List of Phyluce Programs

Assembly

phyluce_assembly_assemblo_abyss

Assemble fastq data for phyluce using abyss.

phyluce_assembly_assemblo_spades

Assemble fastq data for phyluce using spades.

phyluce_assembly_assemblo_velvet

Assemble fastq data for phyluce using velvet.

phyluce_assembly_explode_get_fastas_file

Given an input “monolithic” fasta file of UCE contigs (from phyluce), break that file up into locus- or taxon-specific individual files.

phyluce_assembly_extract_contigs_to_barcodes

Takes as input the LOG file created during phyluce_assembly_match_contigs_to_barcodes (below) and outputs a more nicely-formatted table of results.

phyluce_assembly_get_bed_from_lastz

Given a lastz file produced by phyluce, convert those results to BED format.

phyluce_assembly_get_fasta_lengths

Given an input FASTA-formatted file, summarize the info on contigs within that file and output summary statistics.

phyluce_assembly_get_fastas_from_match_counts

Given a match-count file (produced from phyluce_assembly_get_match_counts), output a monolithic FASTA-formatted file of UCE loci.

phyluce_assembly_get_fastq_lengths

Given some input FASTQ data, output summary stastistics about those reads.

phyluce_assembly_get_match_counts

Given results from phyluce_assembly_match_contigs_to_probes (below) and a configuration file, output those taxa and loci for which matches exist in the UCE database. The config file looks like:

[all]
alligator_mississippiensis
anolis_carolinensis
gallus_gallus
mus_musculus

phyluce_assembly_match_contigs_to_barcodes

Given a directory of assembled contigs and a file containing an organismal barcode in FASTA format, check the contigs of all taxa in the directory for presence of the barcode sequence, extract that region of each contig for each taxon, and run the result against the BOLD database (for each taxon). Useful for checking species ID and also searching for potential contamination.

phyluce_assembly_match_contigs_to_probes

Given a directory of assembled contigs and a file of UCE baits/probes, search the contigs for those that match part/all of a given bait/probe at some level of stringency.

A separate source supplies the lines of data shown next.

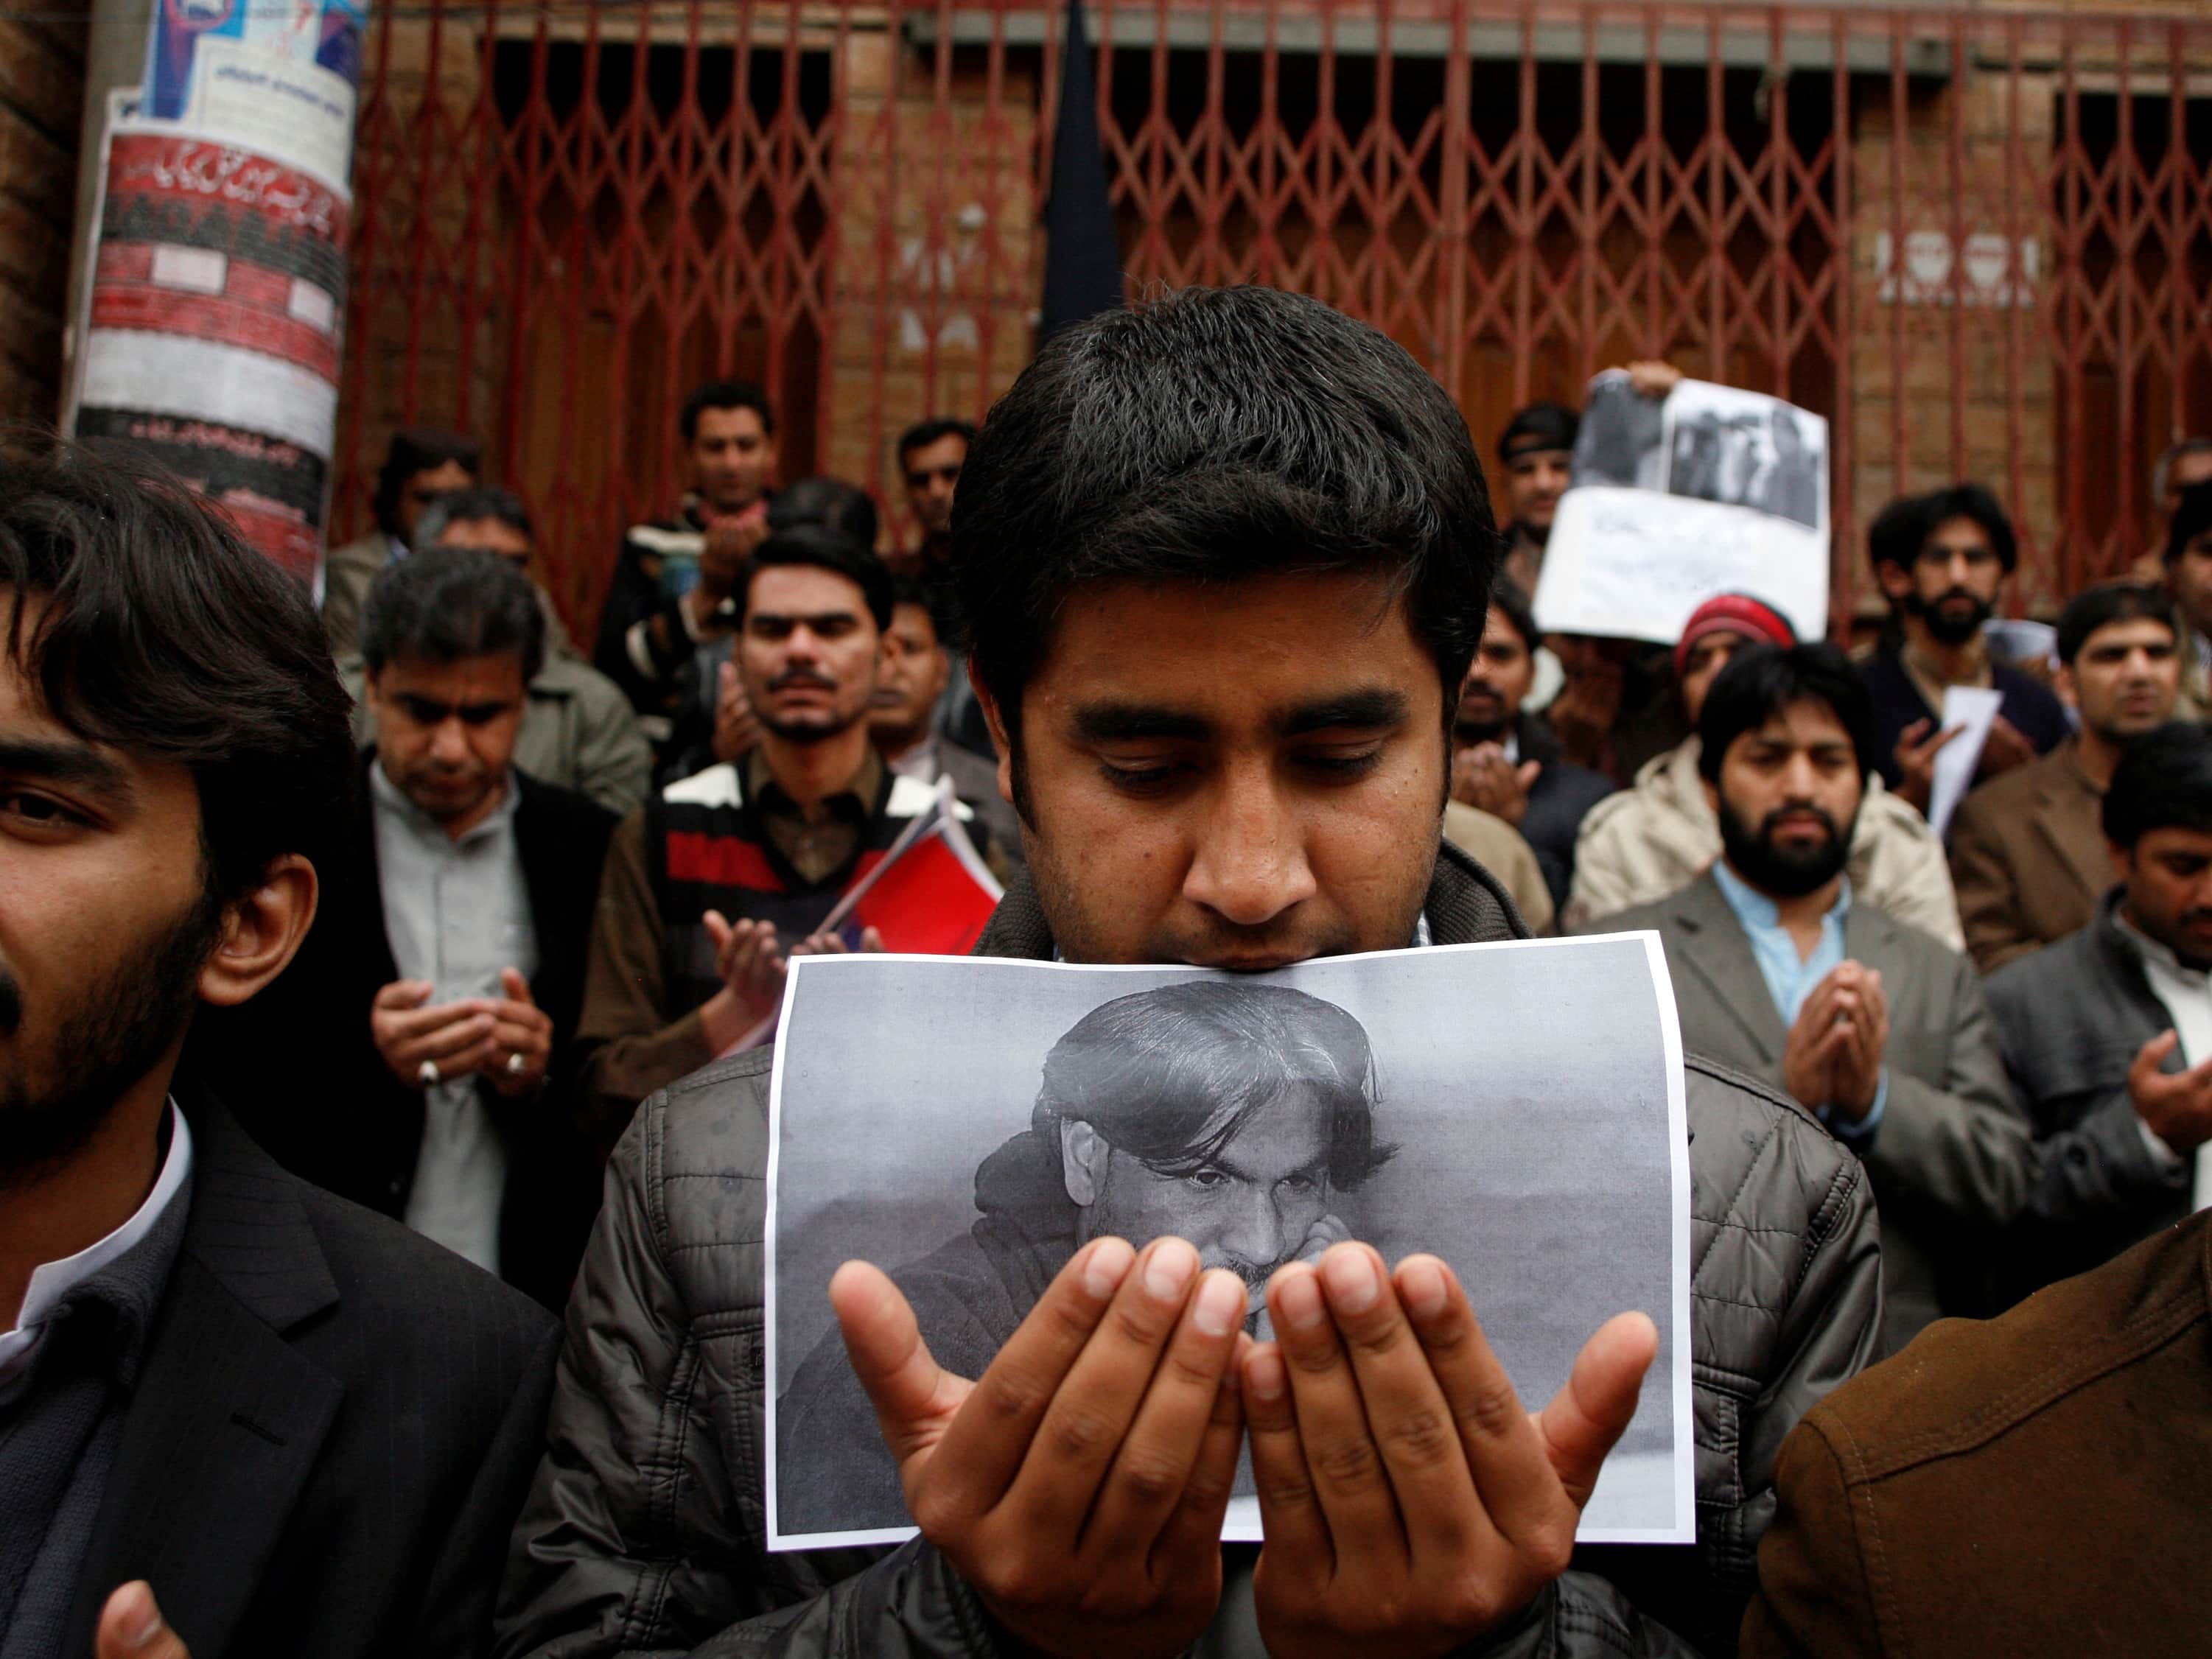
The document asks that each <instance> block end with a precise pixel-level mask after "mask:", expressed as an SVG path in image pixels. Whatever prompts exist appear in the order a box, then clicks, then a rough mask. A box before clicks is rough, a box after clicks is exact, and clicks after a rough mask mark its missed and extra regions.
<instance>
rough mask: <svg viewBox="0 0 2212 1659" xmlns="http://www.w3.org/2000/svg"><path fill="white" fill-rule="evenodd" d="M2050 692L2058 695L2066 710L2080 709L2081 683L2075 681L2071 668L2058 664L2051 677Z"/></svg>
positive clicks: (2051, 675)
mask: <svg viewBox="0 0 2212 1659" xmlns="http://www.w3.org/2000/svg"><path fill="white" fill-rule="evenodd" d="M2051 690H2055V692H2057V695H2059V701H2062V703H2066V708H2081V681H2079V679H2075V675H2073V668H2070V666H2066V664H2059V666H2057V668H2055V670H2053V675H2051Z"/></svg>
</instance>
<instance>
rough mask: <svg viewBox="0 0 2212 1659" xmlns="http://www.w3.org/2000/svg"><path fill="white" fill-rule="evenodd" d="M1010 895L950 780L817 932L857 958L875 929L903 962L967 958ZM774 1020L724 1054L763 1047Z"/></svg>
mask: <svg viewBox="0 0 2212 1659" xmlns="http://www.w3.org/2000/svg"><path fill="white" fill-rule="evenodd" d="M1002 891H1004V889H1002V887H1000V885H998V878H995V876H993V874H991V867H989V865H984V860H982V854H978V852H975V843H973V841H969V836H967V830H962V827H960V810H958V803H956V801H953V785H951V779H938V785H936V801H931V803H929V810H927V812H920V814H916V816H914V823H909V825H907V827H905V830H900V832H898V841H894V843H891V845H889V849H887V852H885V854H883V858H880V860H878V863H876V867H874V869H869V872H867V874H865V876H860V880H856V883H854V885H852V887H847V889H845V896H843V898H841V900H838V902H836V909H832V911H830V916H827V918H825V920H823V925H821V927H818V929H816V933H836V936H838V938H843V940H845V947H847V949H854V951H858V949H860V940H863V938H865V936H867V931H869V929H874V931H876V936H878V938H880V940H883V949H885V951H896V953H905V956H967V953H969V951H971V949H975V940H978V938H980V936H982V929H984V922H989V920H991V911H993V909H998V900H1000V894H1002ZM781 1013H783V1011H781V1009H776V1013H772V1015H768V1018H765V1020H761V1022H759V1024H757V1026H754V1029H752V1031H748V1033H745V1035H743V1037H739V1040H737V1042H734V1044H730V1046H728V1048H726V1051H723V1053H732V1055H734V1053H739V1051H741V1048H759V1046H761V1044H763V1042H768V1040H772V1037H774V1035H776V1020H779V1018H781Z"/></svg>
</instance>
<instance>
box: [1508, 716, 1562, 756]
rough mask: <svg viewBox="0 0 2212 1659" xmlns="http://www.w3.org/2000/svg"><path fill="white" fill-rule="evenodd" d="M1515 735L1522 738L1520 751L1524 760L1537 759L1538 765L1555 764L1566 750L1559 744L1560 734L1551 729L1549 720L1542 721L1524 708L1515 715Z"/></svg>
mask: <svg viewBox="0 0 2212 1659" xmlns="http://www.w3.org/2000/svg"><path fill="white" fill-rule="evenodd" d="M1513 737H1515V739H1520V752H1522V759H1524V761H1535V763H1537V765H1553V763H1555V761H1557V759H1559V757H1562V754H1566V750H1564V748H1562V745H1559V734H1557V732H1553V730H1551V723H1548V721H1540V719H1537V717H1535V714H1531V712H1526V710H1522V712H1520V714H1515V717H1513Z"/></svg>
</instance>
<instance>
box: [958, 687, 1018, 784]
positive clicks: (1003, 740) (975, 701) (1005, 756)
mask: <svg viewBox="0 0 2212 1659" xmlns="http://www.w3.org/2000/svg"><path fill="white" fill-rule="evenodd" d="M967 668H969V690H971V692H975V703H978V706H980V708H982V719H984V726H989V728H991V748H995V750H998V794H1000V799H1002V801H1004V803H1006V805H1013V743H1009V741H1006V719H1004V714H1002V712H1000V708H998V699H995V697H991V692H989V690H984V684H982V675H980V672H975V659H973V657H969V666H967Z"/></svg>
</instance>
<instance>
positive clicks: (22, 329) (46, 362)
mask: <svg viewBox="0 0 2212 1659" xmlns="http://www.w3.org/2000/svg"><path fill="white" fill-rule="evenodd" d="M84 40H86V29H84V22H82V20H73V22H66V24H64V22H18V20H13V18H0V418H9V420H53V418H55V414H58V409H60V387H62V327H64V316H66V294H69V243H71V226H73V221H75V212H77V119H80V115H82V108H84Z"/></svg>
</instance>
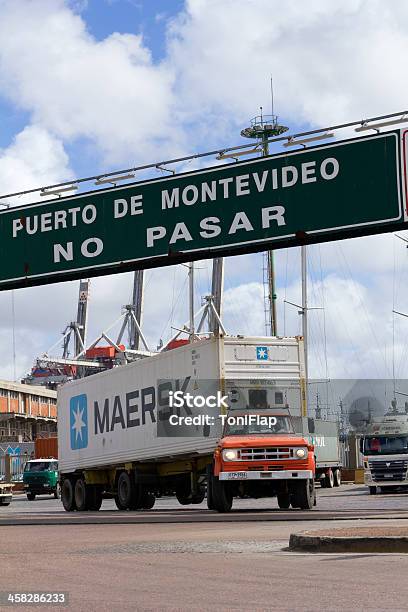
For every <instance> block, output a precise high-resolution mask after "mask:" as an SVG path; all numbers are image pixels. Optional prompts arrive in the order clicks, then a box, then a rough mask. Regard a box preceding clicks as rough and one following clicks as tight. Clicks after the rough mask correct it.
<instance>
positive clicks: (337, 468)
mask: <svg viewBox="0 0 408 612" xmlns="http://www.w3.org/2000/svg"><path fill="white" fill-rule="evenodd" d="M333 479H334V486H335V487H339V486H340V485H341V471H340V470H339V468H337V469H335V470H334V472H333Z"/></svg>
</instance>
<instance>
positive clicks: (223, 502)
mask: <svg viewBox="0 0 408 612" xmlns="http://www.w3.org/2000/svg"><path fill="white" fill-rule="evenodd" d="M228 484H229V483H225V482H223V481H222V480H220V479H219V478H218V476H213V490H212V492H213V504H214V510H217V512H230V510H231V508H232V490H231V487H229V486H228Z"/></svg>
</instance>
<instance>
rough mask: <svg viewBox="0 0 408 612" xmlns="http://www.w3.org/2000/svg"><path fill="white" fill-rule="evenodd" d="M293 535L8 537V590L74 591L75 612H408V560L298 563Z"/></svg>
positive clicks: (147, 535)
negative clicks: (293, 551) (407, 603)
mask: <svg viewBox="0 0 408 612" xmlns="http://www.w3.org/2000/svg"><path fill="white" fill-rule="evenodd" d="M365 522H366V521H364V520H360V521H359V524H363V523H365ZM401 522H402V521H401ZM370 523H371V524H375V525H378V524H380V521H371V522H370ZM322 524H324V522H323V521H313V522H312V523H311V522H307V523H306V522H299V523H296V524H295V527H296V530H297V531H302V530H305V529H311V528H315V527H316V528H318V527H320V526H321V525H322ZM339 524H340V523H339V522H337V521H334V522H333V526H339ZM342 524H343V525H344V524H346V525H350V526H351V525H353V524H356V522H355V521H345V522H344V521H343V522H342ZM396 524H398V522H396ZM293 527H294V523H290V522H288V521H276V522H273V523H265V522H253V523H243V522H240V521H238V522H235V523H214V524H208V523H207V524H203V523H201V524H191V523H178V524H167V525H165V524H159V525H129V524H125V525H114V524H113V525H109V526H106V525H75V526H74V525H65V526H61V525H58V526H46V525H43V526H17V527H0V541H1V543H2V544H1V550H2V569H1V578H0V581H1V590H3V591H8V592H9V591H11V592H13V591H17V592H22V591H23V592H30V591H39V590H44V591H48V592H51V591H59V592H61V591H64V592H67V593H68V595H69V598H70V599H69V609H70V610H73V611H74V610H75V612H76V611H79V612H81V611H86V612H89V611H91V612H93V611H94V610H95V612H96V611H98V612H99V611H107V612H111V611H112V610H121V611H122V610H123V611H135V610H136V611H139V610H140V611H145V610H146V611H147V610H149V611H150V610H164V611H173V610H177V611H180V610H181V611H184V610H186V611H207V610H211V611H214V610H220V611H224V610H225V611H228V612H229V611H231V610H234V611H241V610H242V611H244V610H245V611H247V610H248V609H249V610H253V611H258V610H259V611H264V610H279V611H280V612H286V611H293V610H302V611H305V612H308V611H313V612H316V611H320V610H321V611H325V612H327V611H333V612H337V611H339V612H340V611H341V612H344V610H347V609H353V610H356V611H359V610H364V612H367V611H376V612H377V611H378V610H392V611H393V612H398V611H402V610H404V611H405V610H406V602H407V588H406V575H407V573H408V555H379V554H371V555H369V554H364V555H362V554H359V555H351V554H347V555H339V554H336V555H327V554H326V555H320V554H316V555H307V554H304V553H289V552H286V551H285V550H284V548H285V547H286V546H287V542H288V538H289V535H290V533H291V532H292V531H293ZM37 609H38V608H37ZM42 609H45V608H42ZM48 609H49V608H48ZM54 609H55V608H54ZM65 609H66V608H65ZM61 610H64V608H61Z"/></svg>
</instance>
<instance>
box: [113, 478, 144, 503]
mask: <svg viewBox="0 0 408 612" xmlns="http://www.w3.org/2000/svg"><path fill="white" fill-rule="evenodd" d="M136 501H137V500H136V488H135V485H134V484H133V481H132V479H131V477H130V476H129V474H128V473H127V472H121V473H120V475H119V478H118V485H117V494H116V495H115V503H116V506H117V508H118V510H128V509H129V508H132V509H135V508H137V507H139V504H137V503H136Z"/></svg>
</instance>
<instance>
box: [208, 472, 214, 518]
mask: <svg viewBox="0 0 408 612" xmlns="http://www.w3.org/2000/svg"><path fill="white" fill-rule="evenodd" d="M206 472H207V508H208V509H209V510H215V508H214V494H213V478H214V476H213V467H212V465H207V470H206Z"/></svg>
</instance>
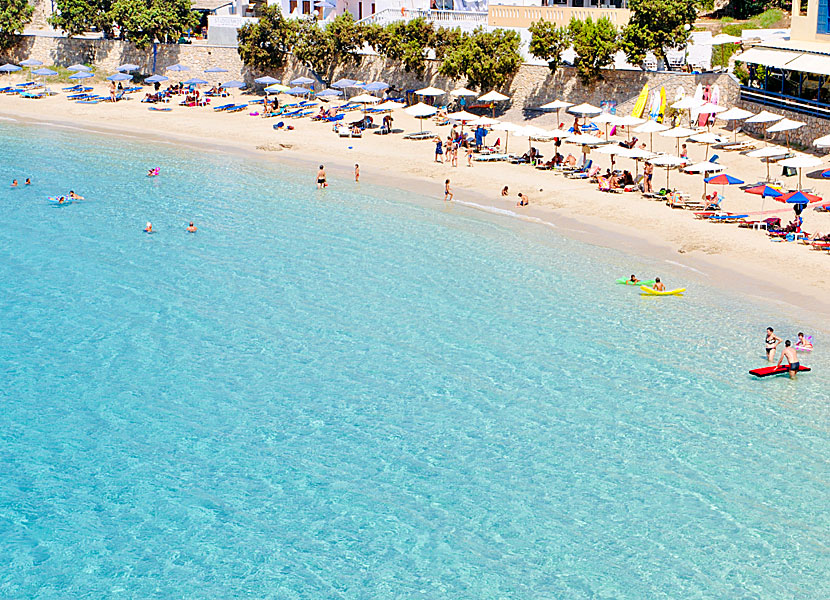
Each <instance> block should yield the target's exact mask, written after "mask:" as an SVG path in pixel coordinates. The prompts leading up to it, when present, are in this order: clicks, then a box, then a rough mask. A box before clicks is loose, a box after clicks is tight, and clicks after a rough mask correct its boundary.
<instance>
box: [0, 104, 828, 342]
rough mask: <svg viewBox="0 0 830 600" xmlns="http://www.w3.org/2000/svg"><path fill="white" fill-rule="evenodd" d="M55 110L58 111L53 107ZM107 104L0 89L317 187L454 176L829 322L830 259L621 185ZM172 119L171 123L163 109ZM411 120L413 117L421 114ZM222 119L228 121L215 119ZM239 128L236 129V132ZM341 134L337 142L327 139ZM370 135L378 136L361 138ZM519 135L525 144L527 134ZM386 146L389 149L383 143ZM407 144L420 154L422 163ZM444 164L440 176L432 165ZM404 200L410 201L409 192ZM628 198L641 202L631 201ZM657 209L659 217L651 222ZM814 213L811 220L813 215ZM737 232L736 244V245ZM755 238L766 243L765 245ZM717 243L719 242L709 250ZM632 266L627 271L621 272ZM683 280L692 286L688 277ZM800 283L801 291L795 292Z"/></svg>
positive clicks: (761, 302) (237, 116)
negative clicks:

phyluce_assembly_screen_probes_for_dupes

Check a probe/bait file for potential duplicate baits/probes.

Alignment

phyluce_align_add_missing_data_designators

Sometimes alignments do not contain the same taxa as other alignments, and those “missing taxa” need to be added in. This program allows you to add those missing entries for the missing taxa, although this is often not needed when using the phyluce concatenation tools (see below), which automatically deal with this problem.

phyluce_align_concatenate_alignments

Given an input file of alignments, concatenate those alignments together and output either a --nexus or a --phylip formatted file, along with charset information (either as an extra file, for phylip, or within the --nexus formatted file).

phyluce_align_convert_degen_bases

If there are IUPAC degenerate base codes within an alignment, convert those to “N”.

phyluce_align_convert_one_align_to_another

Convert alignments between formats. Can convert freely between FASTA, Nexus, Phylip, Phylip-relaxed, Clustal, Emboss, and Stockholm.

phyluce_align_explode_alignments

Given an input directry of alignments, “explode” those files into taxon- or locus-specific sequence files.

phyluce_align_extract_taxa_from_alignments

Given a set of alignments and a list of taxa to keep or remove from the alignments, make a new directory of alignments with those taxa kept or removed.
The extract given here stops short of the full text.